EL PASO, Texas (KTSM) – The City of El Paso Department of Public Health (DPH) has received additional confirmed three cases of the Severe Central Nervous System West Nile Virus (WNV) and West Nile Virus Fever in the community.

A man in his 50s and a man in his 70s, both with underlying medical conditions, along with a man is his late 30s with no underlying medical conditions have tested positive for the West Nile Virus. As of today, there have been 10 severe West Nile Virus cases and 2 deaths.

“The Severe Central Nervous System West Nile Virus is extremely dangerous and can lead to potential complications, disability or even death,” said City-County Health Authority Dr. Hector Ocaranza. “The public should continue to diminish exposure, if possible, as well as take measures to protect themselves by doing the four Ds.”

El Pasoans can also help ‘fight the bite’ by using these prevention methods:

  • DEET – Use insect repellents that contain DEET when outdoors.
  • DRESS – Wear long sleeves, long pants, and socks when outdoors.
  • DUSK & DAWN – Although mosquitoes associated with Zika can be active throughout the day, residents should take extra care during peak mosquito biting hours (from dusk to dawn) or consider avoiding outdoor activities during these times.
  • DRAIN – Drain standing water from flowerpots, gutters, buckets, pool covers, pet water dishes, and birdbaths.
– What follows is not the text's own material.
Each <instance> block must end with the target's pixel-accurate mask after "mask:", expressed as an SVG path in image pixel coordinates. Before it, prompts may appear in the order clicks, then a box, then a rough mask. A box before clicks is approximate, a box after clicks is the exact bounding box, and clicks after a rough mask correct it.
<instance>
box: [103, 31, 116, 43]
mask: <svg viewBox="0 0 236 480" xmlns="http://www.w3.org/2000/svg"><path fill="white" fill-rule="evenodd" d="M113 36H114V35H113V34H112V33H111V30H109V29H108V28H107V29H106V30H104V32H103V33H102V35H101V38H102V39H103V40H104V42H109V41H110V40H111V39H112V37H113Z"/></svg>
After rains or lawn watering, residents should “tip and toss” any standing water they find outside.

Symptoms of West Nile include fever, headache, tiredness, body aches, nausea, vomiting, and swollen lymph glands.

Eight out of 10 people infected with the WNV will not develop symptoms. However, 1 in 5 people who are infected develop West Nile fever, an illness that includes a fever and other symptoms such as body aches, joint pain, headache, or a rash. About 1 out of 150 infected people develop severe illness affecting the central nervous system and about 1 out of 10 cases of severe illness are fatal.

People over the age of 60 are at the highest risk of serious illness. Individuals with certain medical conditions, such as cancer, diabetes, hypertension, kidney disease, and people who have received organ transplants are also at high risk.